What happens when the global market leader decides to micro-manage the market?
This is a sample article from the July 2012 issue of EEnergy Informer.
UK is generally credited to be among the earliest countries to successfully implement a functional competitive electricity market to replace a vertically-integrated industry with a strong and centralized planning bureaucracy. While there have been numerous hiccups along the way, requiring multiple modifications of the original market design, the grand experiment is generally considered a success. Among the main indicators of the UK’s market success is that private investors, by and large, decide what kind of plants to build, how to operate them, and how to bid their generation into the market. The lights have stayed on for quite some time under this regime with relatively little interference from government.
There are, however, two problems with the UK market, which have become more pronounced in time. First, private investors do not appear to be building sufficient capacity to replace the current aging and inefficient fleet. And they do not seem sufficiently keen on moving towards a low carbon energy future by investing in renewables and/or nuclear energy. There are some similarities to the ERCOT market, but not many.
By most estimates, at least a fifth of the UK’s existing capacity is expected to retire by 2020, either because they are uneconomic to operate or because they do not meet EU’s emission standards. The entire existing nuclear fleet is projected to retire before mid 2020s due to old age. Like the US, the UK government has not been able to persuade the private sector to invest in replacing the existing reactors on anything resembling a sustainable level despite all sorts of inducements. In the US, only 4 new reactors are projected to be built, far short of what is needed merely to maintain the existing size of the nuclear generation in the generation mix.

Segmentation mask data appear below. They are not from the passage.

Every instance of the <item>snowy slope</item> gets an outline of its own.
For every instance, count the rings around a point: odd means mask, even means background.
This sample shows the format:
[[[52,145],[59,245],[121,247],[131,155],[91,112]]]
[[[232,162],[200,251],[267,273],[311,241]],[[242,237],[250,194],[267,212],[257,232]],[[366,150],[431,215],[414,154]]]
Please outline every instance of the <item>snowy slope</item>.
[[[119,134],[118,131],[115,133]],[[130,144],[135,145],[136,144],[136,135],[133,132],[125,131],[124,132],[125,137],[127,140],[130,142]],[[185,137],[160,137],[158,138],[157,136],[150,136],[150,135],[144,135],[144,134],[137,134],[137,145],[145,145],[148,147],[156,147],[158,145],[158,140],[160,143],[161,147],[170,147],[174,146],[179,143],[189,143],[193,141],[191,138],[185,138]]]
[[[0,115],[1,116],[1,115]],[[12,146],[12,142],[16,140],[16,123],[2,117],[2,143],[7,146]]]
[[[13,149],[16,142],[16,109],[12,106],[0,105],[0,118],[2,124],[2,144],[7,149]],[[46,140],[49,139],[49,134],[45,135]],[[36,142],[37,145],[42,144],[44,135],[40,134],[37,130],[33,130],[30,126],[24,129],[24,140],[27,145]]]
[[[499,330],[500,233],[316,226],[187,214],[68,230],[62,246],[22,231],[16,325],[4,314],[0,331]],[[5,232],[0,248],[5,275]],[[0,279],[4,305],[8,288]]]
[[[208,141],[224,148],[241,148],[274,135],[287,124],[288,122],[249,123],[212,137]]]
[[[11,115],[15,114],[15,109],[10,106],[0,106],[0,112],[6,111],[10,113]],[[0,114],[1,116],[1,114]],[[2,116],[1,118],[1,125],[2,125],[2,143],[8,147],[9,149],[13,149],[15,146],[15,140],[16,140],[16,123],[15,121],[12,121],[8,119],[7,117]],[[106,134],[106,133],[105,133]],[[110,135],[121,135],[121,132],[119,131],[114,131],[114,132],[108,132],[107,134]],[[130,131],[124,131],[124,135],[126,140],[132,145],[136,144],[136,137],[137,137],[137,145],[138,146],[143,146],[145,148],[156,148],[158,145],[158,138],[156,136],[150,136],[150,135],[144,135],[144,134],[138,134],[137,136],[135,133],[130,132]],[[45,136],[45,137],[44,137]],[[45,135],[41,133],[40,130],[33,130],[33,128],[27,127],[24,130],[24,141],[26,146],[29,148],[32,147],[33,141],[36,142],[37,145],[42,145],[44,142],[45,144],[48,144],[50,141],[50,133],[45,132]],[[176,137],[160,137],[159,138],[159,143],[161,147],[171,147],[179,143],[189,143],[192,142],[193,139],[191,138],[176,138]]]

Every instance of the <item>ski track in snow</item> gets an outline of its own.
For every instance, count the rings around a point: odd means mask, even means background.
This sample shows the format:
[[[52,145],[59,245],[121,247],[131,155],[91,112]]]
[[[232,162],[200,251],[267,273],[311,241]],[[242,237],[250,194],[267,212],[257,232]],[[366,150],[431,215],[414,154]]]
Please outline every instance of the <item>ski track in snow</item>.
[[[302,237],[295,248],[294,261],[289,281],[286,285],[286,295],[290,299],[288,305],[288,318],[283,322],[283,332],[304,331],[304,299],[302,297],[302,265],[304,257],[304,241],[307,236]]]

Frustrated by lack of progress on both fronts, in late May 2012, the Department of Energy & Climate Change (DECC) released a draft Energy Bill that, at least on the surface, appears to abandon many critical elements of the free market. The Electricity Market Reform (EMR), details of which may be found at DECC’s website, is amazing in its level of detail and specificity. Interested readers can spend hours, days or longer examining the various documents that are simply too voluminous to mention, let alone describe, at the DECC website.
Briefly, each element of the EMR is designed to address a particular problem or shortcoming of the current market. For example:
- An emission performance standard of 450 kg of CO2 per MWh is designed to discourage coal and/or encourage investment in carbon capture and sequestration (CCS);
- An assortment of feed-in-tariffs are designed to encourage more renewable investment and provide incentives for nuclear energy;
- A new proposed scheme to pay for capacity — in addition to energy — is designed to encourage more investment in new capacity; and
- Since carbon prices under the European Trading Scheme (ETS) have been volatile and unreasonably low, a floor on carbon price is being proposed with the intention to signal a minimum price for carbon to investors should all else fail.
And if one scheme does not work as intended, then another scheme will be introduced, and so on. It is a complicated and convoluted plan. And it is micro-managing or second-guessing the working of the market. At least that is the view of market purists.
Among the most controversial is the introduction of a capacity market. DECC says, “The introduction of a capacity market will provide an insurance policy against the possibility of future blackouts – for example, during periods of low wind and high demand – with the aim of ensuring that consumers continue to benefit from reliable electricity supplies at an affordable cost.” Not everyone is convinced that returning back to a government-mandated scheme will work, and even if it does, will be the best way to go.